Tackling climate change is a responsibility for the whole world, but the UK has a special position at the forefront of international efforts.

Lord Stern, the President of the British Academy

Hydrocarbon pioneers

The Geological Society of London, for instance, the oldest such in the world, is backed by the fossil fuel industry and has sponsored petroleum, gas and coal prospecting and exploitation for much of its 200-year history.

The Royal Society of Chemistry was an intellectual centre for scientists and industrialists who pioneered the use of hydrocarbons derived from stores of crude oil and seams of coal.

The Royal Society provided intellectual support for the scientists who made the Industrial Revolution possible – and then endorsed the conclusions by a new generation that first identified the dangers inherent in atmospheric pollution, and then began systematically measuring the cost to the planet’s environment of such advances.

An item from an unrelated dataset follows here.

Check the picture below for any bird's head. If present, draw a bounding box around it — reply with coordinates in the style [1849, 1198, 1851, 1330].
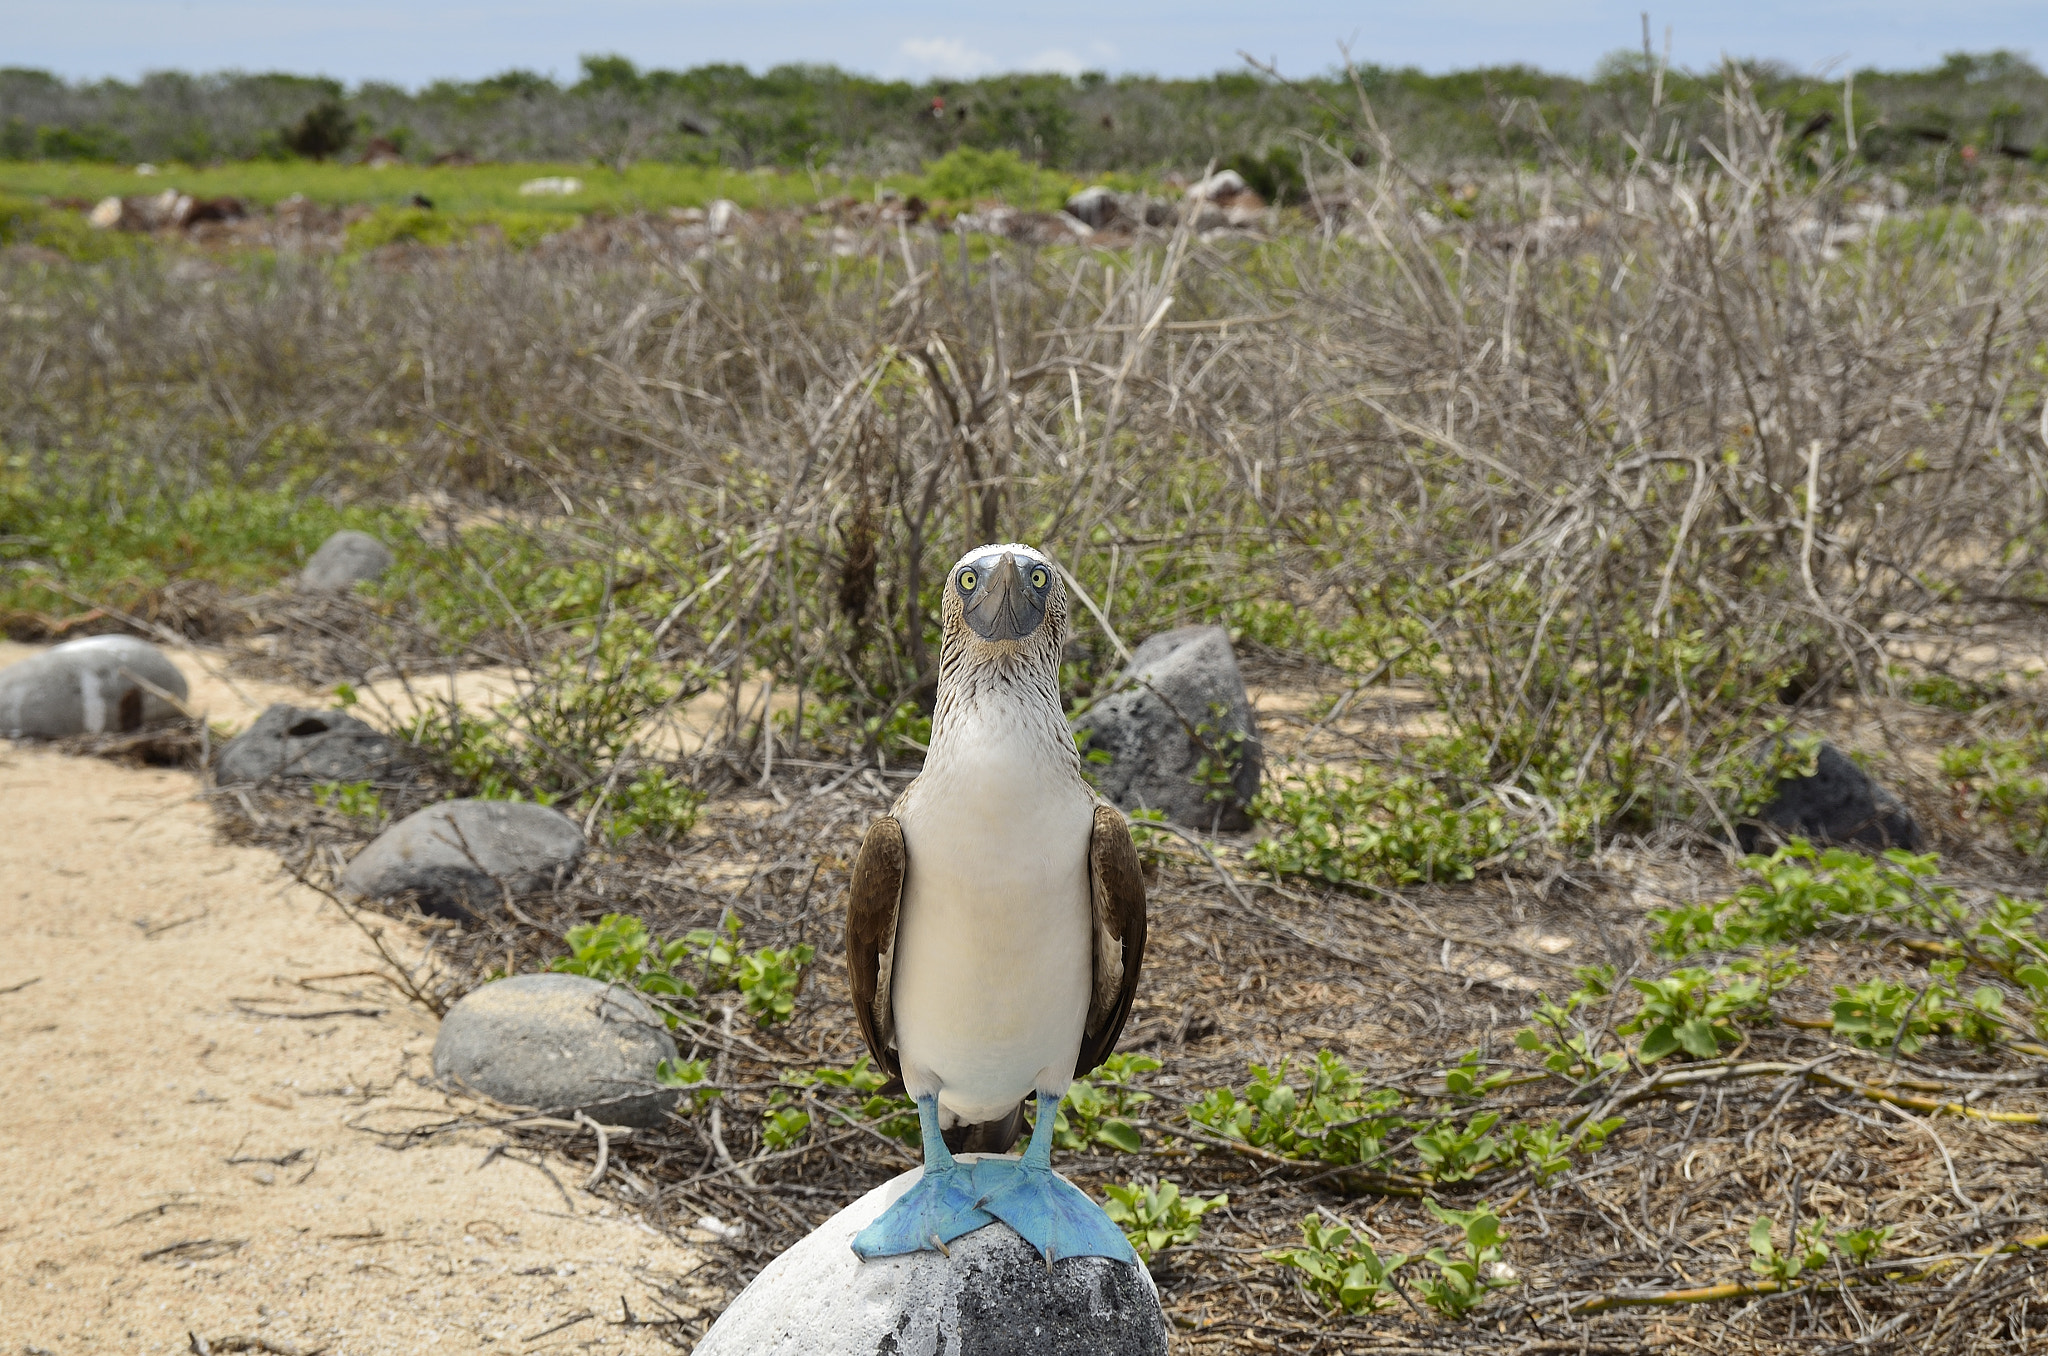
[939, 542, 1068, 670]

The signatories also include the Institutions of Civil Engineers and Chemical Engineers, members of which played a powerful role in the spread and advance of a fossil-fuel burning economy, as well as the Zoological Society of London, which has been more concerned with protecting the wildlife at risk from human activity, and the Royal Meteorological Society,  whose members have identified, measured and projected all the evidence of climate change.

Calling on the British government to show leadership on climate action, when the world’s nations meet in Paris in December to try once more to reach an enforceable agreement on cuts in greenhouse gas emissions, Lord Stern, the President of the British Academy, said: “The UK led the world with both the modern scientific revolution and the industrial revolution, and must again lead now on the creation of a safer, cleaner and more prosperous world.

“Tackling climate change is a responsibility for the whole world, but the UK has a special position at the forefront of international efforts.”

The communiqué points out that while climate change poses far-reaching threats, the ways in which humankind tackles the issue present great opportunity, with vast potential for innovation in low-carbon technologies.

But not to take action could be catastrophic. “At or above 4°C, the risks include species extinction, global and regional food insecurity, and fundamental changes to human activities that today are taken for granted,” the communiqué says.